Blogs

One sneaky tip for querying MapR-DB tables using ANSI SQL

Introduction

This blog post presents a basic MapR-DB connector which allows data in a MapR-DB table to be queried using ANSI SQL in Kognitio. It demonstrates how simple it can be to write a connector for a data source and demonstrates the use of standard Kognitio utilities to transform JSON data into tabular format.

The following assumes that you have Kognitio installed on your MapR cluster, are familiar with MapR-DB JSON tables, have Maven installed and are familiar with Java.

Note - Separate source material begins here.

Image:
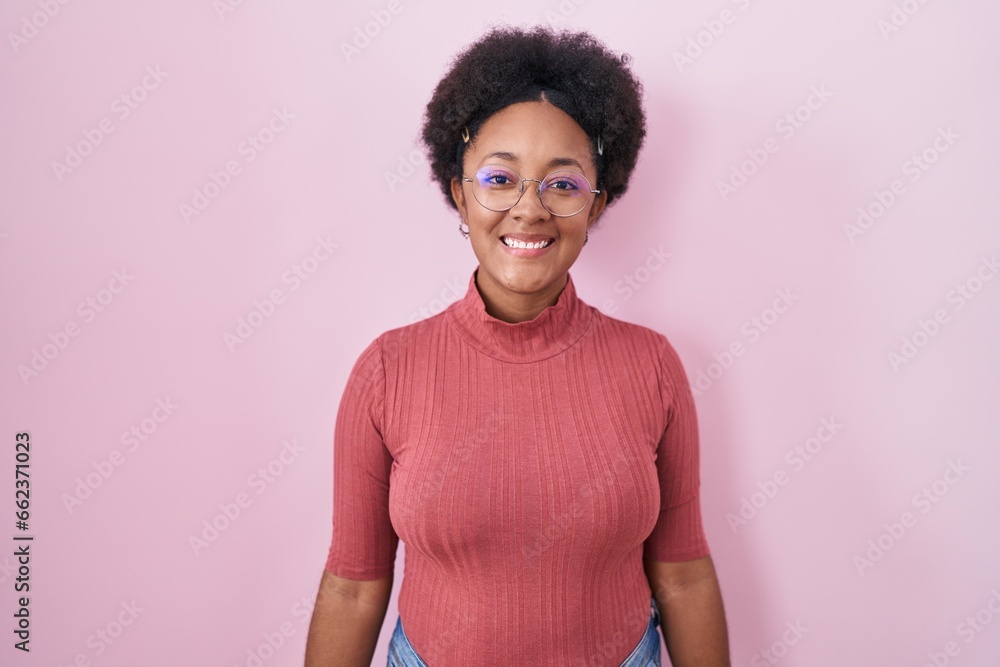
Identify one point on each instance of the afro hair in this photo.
(573, 70)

The code to go with this blog is available on GitHub.

A Kognitio external table is a table which gets its data from an external source such as a Hive table or files in s3. In this case we’re extracting JSON records from MapRDB using the dbshell command and transforming them into a tabular format using wxjson2csv (using a transformation command auto generated by wxjsonprofile which is discussed in more detail in the blog post Kits, cats, sacks, wives: unfolding JSON data into tables).

Example Data

The JSON data for this example is taken from the nicely curated CORGIS dataset and is the airlines.json dataset which contains summary flight data for American carriers and airports.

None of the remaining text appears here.